18      The court’s assessment that the inquiry it permitted was relevant and would be helpful to avoid the jury’s confusion was a reasonable one.  Although Odegard now contends that there were alternative approaches that would have been less damaging to him, he did not propose these to the court.  In addition, Odegard did not object before the circuit court on the ground of prejudice, see Wis. Stat. § 904.03, but rather on the ground that the pretrial ruling had addressed this issue.  The court reasonably concluded that the pretrial ruling did not anticipate the confusion that had arisen based on the two officers’ testimony and was not intended to preclude limited reference to the PBT in this context.

CONCLUSION

19      We conclude the circuit court did not erroneously exercise its discretion in denying Odegard’s request for a mistrial or in permitting a limited inquiry to bring out the fact that Odegard requested a PBT and that one was given.  Accordingly, we affirm the judgment of conviction for OWI.

                        By the Court.—Judgment affirmed.

                        This opinion will not be published.  See Wis. Stat.
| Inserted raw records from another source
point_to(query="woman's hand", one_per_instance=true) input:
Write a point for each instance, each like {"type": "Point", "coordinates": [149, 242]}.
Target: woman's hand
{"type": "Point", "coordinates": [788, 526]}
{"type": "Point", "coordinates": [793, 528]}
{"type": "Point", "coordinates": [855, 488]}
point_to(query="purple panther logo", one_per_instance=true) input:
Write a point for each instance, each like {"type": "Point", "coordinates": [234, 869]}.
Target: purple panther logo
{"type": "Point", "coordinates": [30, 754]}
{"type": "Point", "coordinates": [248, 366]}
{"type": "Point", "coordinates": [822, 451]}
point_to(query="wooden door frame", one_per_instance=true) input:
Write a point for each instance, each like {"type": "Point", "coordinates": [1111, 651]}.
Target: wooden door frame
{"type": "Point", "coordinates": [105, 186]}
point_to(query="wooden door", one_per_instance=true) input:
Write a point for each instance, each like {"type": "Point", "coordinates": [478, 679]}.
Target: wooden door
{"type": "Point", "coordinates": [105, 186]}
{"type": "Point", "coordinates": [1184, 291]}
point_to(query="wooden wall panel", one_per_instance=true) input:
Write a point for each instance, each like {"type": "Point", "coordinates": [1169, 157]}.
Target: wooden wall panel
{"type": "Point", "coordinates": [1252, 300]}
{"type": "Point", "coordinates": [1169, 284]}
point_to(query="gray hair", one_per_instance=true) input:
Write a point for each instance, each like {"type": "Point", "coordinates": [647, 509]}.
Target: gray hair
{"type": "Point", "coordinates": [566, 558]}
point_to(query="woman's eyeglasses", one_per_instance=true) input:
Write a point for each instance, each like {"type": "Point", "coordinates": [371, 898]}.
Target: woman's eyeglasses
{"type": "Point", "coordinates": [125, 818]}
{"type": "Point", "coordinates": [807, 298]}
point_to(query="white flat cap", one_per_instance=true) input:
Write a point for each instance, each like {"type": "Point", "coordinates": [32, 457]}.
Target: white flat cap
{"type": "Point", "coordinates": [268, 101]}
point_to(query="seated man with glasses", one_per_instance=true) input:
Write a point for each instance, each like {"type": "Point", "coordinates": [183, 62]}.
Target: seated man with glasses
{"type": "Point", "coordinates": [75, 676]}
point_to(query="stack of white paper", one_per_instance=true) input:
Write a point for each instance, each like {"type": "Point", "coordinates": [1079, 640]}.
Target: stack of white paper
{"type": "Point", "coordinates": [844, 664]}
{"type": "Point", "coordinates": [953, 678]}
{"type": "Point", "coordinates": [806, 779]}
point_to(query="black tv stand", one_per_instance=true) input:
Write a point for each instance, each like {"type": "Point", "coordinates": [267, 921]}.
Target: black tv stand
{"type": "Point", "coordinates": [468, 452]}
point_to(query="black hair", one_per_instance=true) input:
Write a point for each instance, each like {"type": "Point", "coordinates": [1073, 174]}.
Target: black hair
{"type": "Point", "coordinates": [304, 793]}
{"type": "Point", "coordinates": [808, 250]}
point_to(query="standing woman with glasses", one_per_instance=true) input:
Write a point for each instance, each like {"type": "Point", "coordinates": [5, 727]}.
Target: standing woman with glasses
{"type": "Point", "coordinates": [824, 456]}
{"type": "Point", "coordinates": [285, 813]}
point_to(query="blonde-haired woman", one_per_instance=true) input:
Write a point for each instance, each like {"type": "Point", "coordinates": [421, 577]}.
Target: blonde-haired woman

Rule 809.23(1)(b)4.

 

 


 



[1]  This appeal is decided by one judge pursuant to Wis. Stat. § 752.31(2)(g) and (3).  All references to the Wisconsin Statutes are to the 2007-08 version unless otherwise noted.

[2]  We say “apparently” because Odegard does not cite to a ruling on the motion but to the trial transcript at the point where he described the motion he had made and where the discussion among Odegard’s counsel, the prosecutor, and the court implies that the motion was granted.  We are unable to locate in the record the court’s ruling on the motion. 

[3]  Officer Stuber testified that, after he transported Odegard to a local hospital for a blood draw, upon arriving at the hospital Odegard denied wanting a blood test and so he transported Odegard to the Vernon County Jail for a breath test.  However, when it was discovered that the breathalyzer instrument was inoperable, Odegard was transported back to the hospital for a blood draw, which he refused to provide.  In discussing the pretrial ruling on the PBT, the prosecutor expressed his view that the intent of the pretrial ruling on the breath test was to permit the defense to inquire into the circumstances of the breathalyzer test not working without opening the door to testimony on the PBT, and the circuit court’s comments indicated it agreed that was the intent of the ruling. 

[4]  Wisconsin Stat. § 343.305(2) provides:

    (2) Implied consent. Any person who is on duty time with respect to a commercial motor vehicle or drives or operates a motor vehicle upon the public highways of this state, or in those areas enumerated in s. 346.61, is deemed to have given consent to one or more tests of his or her breath, blood or urine, for the purpose of determining the presence or quantity in his or her blood or breath, of alcohol, controlled substances, controlled substance analogs or other drugs, or any combination of alcohol, controlled substances, controlled substance analogs and other drugs, when requested to do so by a law enforcement officer under sub. (3) (a) or (am) or when required to do so under sub. (3) (ar) or (b). Any such tests shall be administered upon the request of a law enforcement officer. The law enforcement agency by which the officer is employed shall be prepared to administer, either at its agency or any other agency or facility, 2 of the 3 tests under sub. (3) (a), (am), or (ar), and may designate which of the tests shall be administered first.